Stone first worked as a copy editor for The Oakland Press and the Detroit Free Press. She then served as layout-makeup/slot editor at The Boston Globe for one year, and then as a copy editor for The New York Times from 1990 to 1993. After briefly serving as special projects editor for Family Circle Magazine, Stone was named deputy living editor at The New York Times in 1994. As deputy living editor, she was integral in developing the prototype for the paper’s current Dining In/Dining Out section. In 1997, Stone joined Essence magazine, where she was first hired as a senior editor and eventually promoted to executive editor. Under her stewardship, the magazine earned awards from Folio, the National Association of Black Journalists, the New York Association of Black Journalists, and the Congressional Black Caucus, among other organizations. Stone became founding editor-in-chief of Essence.com in 2000, and, from 2005 to 2007, she served as deputy editor at Health magazine. After leaving Health in 2007, Stone worked as a freelance writer and editor, focusing primarily on issues related to health, parenting, and families.

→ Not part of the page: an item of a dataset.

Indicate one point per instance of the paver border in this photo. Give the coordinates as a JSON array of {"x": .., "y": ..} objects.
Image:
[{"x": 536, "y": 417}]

Her thesis work explores Black women, body image, weight, and self-care in the face of racism, sexism and other stressors.
Stone is the author of No Secrets, No Lies: How Black Families Can Heal from Sexual Abuse, which was published in 2004. She also edited and contributed the afterword to My Times in Black and White: Race and Power at the New York Times, the memoir by her late husband, Gerald M. Boyd, who was former managing editor of The New York Times. Stone’s writing has appeared in The New York Times, Essence magazine, Glamour magazine, The Boston Globe, and other publications.
From 2002 to 2003, Stone was a Kaiser Media Fellow, where she researched and reported on sexual abuse in Black families and other health issues. She has taught magazine editing and production at New York University, and advanced reporting at the City College of New York. She is a board member of Greenhope Services for Women, a residential drug treatment center for formerly incarcerated women, and a New York Alumnae member of Delta Sigma Theta Sorority, Inc. Stone served as vice-president/print for the National Association of Black Journalists (NABJ), and as president of NABJ's New York chapter. Her career and contributions to journalism garnered her an Outstanding Alumni Award from her alma mater, Michigan State University, in 2004.
Stone and her fiance, Rodney Pope, live in New York, New York. She has a teenage son, Zachary Boyd.
Robin Stone was interviewed by The HistoryMakers on October 6, 2014.